Python pipeline to generate OpenKnotScores for Eterna sequence libraries
The notebooks in the notebooks directory are ordered and meant to be run to transform the data as it needs to be modified at various stages in the pipeline. Generally,
- We start with an RDAT file containing reactivity data for an RNA sequence library. We extract the library (sequence, reactivity data, reads, etc) into a dataframe. If you're planning to process the dataset in batch mode on Sherlock, refer to this notebook to split the dataframe into multiple subsets.
- Next, we compute silico predictions using a range of RNA structure predction algorithms. The actual script to generate these predictions is available; this notebook provides more details if you're planning to run on Sherlock. If you do use batch processing on Sherlock to generate the predictions, you'll need to collate the processed subset files into a single dataframe for the next step. If you have a CSV of predicted structures which was exported from this pipeline that you wish to use, you can alternatively merge that data instead.

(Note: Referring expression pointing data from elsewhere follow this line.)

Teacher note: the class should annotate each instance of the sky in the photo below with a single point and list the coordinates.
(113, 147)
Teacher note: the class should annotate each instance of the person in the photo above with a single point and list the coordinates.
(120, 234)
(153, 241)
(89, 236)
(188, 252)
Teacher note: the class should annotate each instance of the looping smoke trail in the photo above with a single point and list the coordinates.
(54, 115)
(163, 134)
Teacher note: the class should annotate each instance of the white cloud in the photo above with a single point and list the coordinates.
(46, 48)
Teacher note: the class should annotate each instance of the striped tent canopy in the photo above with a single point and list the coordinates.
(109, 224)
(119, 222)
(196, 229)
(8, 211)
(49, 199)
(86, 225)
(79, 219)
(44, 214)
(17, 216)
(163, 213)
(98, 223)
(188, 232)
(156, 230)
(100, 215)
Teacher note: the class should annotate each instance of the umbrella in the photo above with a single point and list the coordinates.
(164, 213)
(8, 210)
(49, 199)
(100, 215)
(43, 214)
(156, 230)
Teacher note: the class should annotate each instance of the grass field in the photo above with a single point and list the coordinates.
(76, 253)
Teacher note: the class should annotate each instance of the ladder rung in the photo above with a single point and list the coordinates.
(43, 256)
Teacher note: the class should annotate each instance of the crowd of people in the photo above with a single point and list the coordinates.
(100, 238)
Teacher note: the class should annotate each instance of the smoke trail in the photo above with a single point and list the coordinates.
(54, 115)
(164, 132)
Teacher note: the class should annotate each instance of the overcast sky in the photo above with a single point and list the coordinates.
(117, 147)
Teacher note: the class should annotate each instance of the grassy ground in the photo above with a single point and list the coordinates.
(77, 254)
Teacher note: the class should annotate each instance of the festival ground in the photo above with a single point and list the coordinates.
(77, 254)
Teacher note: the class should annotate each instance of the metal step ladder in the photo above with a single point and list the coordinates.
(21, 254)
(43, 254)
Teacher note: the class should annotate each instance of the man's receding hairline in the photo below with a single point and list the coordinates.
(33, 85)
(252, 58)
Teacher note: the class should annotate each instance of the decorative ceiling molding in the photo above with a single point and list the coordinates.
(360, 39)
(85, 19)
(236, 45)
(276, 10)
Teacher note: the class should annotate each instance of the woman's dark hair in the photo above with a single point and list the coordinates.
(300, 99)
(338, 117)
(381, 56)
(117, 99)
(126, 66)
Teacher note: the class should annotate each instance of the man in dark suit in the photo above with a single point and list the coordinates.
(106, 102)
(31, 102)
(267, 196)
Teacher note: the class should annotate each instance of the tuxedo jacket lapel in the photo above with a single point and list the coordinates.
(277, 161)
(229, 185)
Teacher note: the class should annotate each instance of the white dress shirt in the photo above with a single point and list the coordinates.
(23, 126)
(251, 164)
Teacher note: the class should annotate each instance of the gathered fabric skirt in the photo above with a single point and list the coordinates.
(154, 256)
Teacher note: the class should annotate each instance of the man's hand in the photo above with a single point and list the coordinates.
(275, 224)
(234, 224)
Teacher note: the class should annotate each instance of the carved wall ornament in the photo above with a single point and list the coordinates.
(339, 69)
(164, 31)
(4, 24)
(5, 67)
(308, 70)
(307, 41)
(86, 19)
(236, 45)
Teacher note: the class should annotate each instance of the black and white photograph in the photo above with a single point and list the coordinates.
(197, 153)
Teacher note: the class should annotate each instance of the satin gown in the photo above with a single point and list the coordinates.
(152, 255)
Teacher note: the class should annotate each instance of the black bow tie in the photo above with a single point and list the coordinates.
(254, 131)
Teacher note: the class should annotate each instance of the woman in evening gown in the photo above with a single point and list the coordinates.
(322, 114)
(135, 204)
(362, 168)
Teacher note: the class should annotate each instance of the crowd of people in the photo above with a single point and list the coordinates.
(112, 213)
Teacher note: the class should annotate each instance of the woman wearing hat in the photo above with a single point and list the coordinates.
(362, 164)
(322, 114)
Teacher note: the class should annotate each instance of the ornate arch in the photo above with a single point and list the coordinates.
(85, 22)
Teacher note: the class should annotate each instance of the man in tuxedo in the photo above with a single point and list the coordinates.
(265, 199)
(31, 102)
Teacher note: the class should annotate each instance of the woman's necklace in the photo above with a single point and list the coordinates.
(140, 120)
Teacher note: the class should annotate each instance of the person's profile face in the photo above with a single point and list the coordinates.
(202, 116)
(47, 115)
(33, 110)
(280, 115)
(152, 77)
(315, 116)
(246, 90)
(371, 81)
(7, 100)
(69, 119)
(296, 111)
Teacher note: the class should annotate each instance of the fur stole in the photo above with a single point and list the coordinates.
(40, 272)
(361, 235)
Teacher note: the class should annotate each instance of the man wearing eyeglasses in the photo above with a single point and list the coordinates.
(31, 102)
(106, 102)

- Now that the sequence library has structure predictions, we can calculate the OpenKnotScore for each sequence. This step creates a new dataframe with a bunch of scoring details added to the sequence library.

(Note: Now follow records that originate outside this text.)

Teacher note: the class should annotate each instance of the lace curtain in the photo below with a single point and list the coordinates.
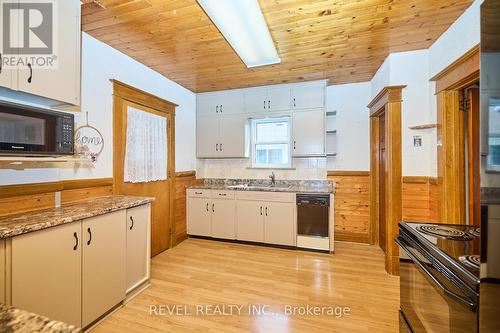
(146, 147)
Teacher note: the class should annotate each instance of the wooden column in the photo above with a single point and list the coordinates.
(387, 104)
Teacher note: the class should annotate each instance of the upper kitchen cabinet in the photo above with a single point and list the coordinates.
(271, 99)
(219, 103)
(60, 84)
(308, 95)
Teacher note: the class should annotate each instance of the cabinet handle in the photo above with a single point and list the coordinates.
(76, 241)
(31, 73)
(90, 234)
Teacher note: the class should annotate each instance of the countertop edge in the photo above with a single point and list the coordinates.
(28, 228)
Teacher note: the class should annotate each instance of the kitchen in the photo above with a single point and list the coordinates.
(175, 173)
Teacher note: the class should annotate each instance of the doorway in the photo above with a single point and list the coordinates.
(127, 98)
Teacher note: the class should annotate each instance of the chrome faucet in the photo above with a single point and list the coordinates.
(273, 178)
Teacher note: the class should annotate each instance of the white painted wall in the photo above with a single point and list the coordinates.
(352, 124)
(303, 169)
(460, 37)
(100, 63)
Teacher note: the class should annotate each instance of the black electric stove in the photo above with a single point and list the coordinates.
(439, 269)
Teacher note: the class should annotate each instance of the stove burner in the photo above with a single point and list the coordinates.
(475, 232)
(471, 261)
(444, 232)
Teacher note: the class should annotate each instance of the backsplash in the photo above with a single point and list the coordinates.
(313, 168)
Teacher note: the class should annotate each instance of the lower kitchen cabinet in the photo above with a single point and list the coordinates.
(103, 264)
(138, 249)
(223, 225)
(46, 272)
(77, 272)
(250, 221)
(253, 216)
(199, 212)
(279, 223)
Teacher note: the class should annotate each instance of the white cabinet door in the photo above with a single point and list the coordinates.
(279, 223)
(233, 139)
(308, 132)
(199, 217)
(308, 96)
(250, 221)
(138, 245)
(207, 136)
(230, 102)
(206, 104)
(279, 98)
(255, 100)
(103, 264)
(46, 272)
(223, 224)
(63, 82)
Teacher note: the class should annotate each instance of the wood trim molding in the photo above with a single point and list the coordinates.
(8, 191)
(181, 174)
(389, 94)
(461, 73)
(387, 104)
(416, 179)
(344, 236)
(141, 97)
(347, 173)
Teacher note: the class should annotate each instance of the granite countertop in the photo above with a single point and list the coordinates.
(294, 186)
(13, 320)
(41, 219)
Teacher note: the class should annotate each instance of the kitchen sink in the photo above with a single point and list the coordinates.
(259, 186)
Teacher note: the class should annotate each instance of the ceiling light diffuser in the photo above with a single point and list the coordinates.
(243, 25)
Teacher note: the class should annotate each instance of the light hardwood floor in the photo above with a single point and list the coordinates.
(203, 272)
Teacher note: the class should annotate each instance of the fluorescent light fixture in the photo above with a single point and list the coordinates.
(243, 25)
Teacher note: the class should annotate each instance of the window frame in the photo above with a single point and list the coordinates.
(253, 126)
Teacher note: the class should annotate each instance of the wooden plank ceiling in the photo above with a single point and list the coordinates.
(344, 41)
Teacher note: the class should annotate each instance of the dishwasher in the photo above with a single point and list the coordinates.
(313, 211)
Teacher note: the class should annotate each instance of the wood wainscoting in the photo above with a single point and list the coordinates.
(16, 199)
(352, 205)
(419, 199)
(182, 180)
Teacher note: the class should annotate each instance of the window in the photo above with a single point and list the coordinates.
(271, 143)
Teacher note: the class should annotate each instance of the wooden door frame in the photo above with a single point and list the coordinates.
(123, 93)
(450, 82)
(387, 103)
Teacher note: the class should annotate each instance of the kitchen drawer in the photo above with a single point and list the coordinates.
(222, 194)
(213, 194)
(266, 196)
(198, 193)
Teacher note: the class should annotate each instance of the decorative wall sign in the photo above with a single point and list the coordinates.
(89, 142)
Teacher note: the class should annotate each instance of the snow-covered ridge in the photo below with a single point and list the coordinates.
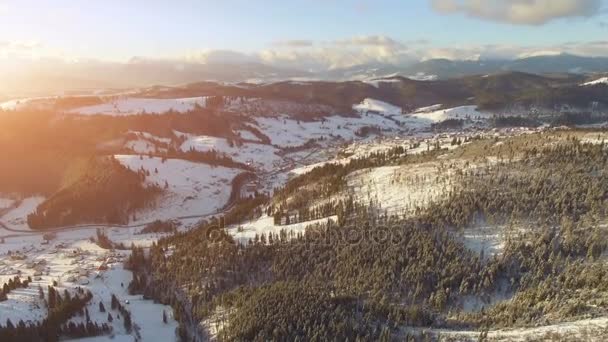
(190, 188)
(603, 80)
(134, 106)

- Finally, we extract relevant scoring details from the library and add them to the original RDAT file for upload to Eterna.

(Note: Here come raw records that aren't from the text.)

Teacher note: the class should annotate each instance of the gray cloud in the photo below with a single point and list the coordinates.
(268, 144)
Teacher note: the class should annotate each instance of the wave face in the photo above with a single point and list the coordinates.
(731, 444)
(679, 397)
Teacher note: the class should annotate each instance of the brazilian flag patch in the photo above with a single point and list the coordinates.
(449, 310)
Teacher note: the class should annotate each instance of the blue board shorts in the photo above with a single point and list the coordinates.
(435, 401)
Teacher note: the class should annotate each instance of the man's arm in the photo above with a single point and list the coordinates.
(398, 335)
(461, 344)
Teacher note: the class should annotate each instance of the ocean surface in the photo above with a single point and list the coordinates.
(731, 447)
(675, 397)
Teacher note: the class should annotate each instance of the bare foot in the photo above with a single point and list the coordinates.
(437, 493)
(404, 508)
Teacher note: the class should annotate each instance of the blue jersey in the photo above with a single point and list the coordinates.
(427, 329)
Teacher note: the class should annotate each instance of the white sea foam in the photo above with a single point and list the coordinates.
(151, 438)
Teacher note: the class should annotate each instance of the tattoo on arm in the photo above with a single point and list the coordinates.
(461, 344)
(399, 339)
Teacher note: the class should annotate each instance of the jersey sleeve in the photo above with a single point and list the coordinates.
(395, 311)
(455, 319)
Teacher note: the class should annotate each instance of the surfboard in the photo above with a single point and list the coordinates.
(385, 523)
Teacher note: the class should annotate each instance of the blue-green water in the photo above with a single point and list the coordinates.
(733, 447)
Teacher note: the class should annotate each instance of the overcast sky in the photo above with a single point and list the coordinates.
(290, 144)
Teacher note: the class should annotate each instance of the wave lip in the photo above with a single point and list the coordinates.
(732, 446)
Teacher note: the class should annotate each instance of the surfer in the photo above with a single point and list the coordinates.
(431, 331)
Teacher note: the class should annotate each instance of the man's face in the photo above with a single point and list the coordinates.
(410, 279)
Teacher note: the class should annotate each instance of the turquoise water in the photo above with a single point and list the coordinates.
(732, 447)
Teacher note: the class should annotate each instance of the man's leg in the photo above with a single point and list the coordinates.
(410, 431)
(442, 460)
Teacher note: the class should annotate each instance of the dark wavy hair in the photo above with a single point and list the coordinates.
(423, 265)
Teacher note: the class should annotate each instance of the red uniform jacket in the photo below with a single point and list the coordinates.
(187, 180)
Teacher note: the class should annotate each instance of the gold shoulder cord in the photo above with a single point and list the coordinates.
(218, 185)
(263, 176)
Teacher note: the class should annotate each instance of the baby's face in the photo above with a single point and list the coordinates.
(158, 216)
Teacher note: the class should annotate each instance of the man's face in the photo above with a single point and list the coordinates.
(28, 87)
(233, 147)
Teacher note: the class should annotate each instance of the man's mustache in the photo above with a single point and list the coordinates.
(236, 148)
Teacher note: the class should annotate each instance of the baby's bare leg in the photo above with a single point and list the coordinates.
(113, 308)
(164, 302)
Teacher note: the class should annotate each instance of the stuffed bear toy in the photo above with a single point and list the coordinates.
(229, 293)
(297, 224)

If you plan on running these notebooks/scripts on Stanford's Sherlock computing cluster (which is a good idea if you have a large sequence library to process), you may also want to review https://daslab.github.io/arnie/#/sherlock/environment for some tips on how to properly set up an arnie
environment on Sherlock. The structure generation relies on having a wide range of folding algorithms available, and Python environments on Sherlock can be tricky.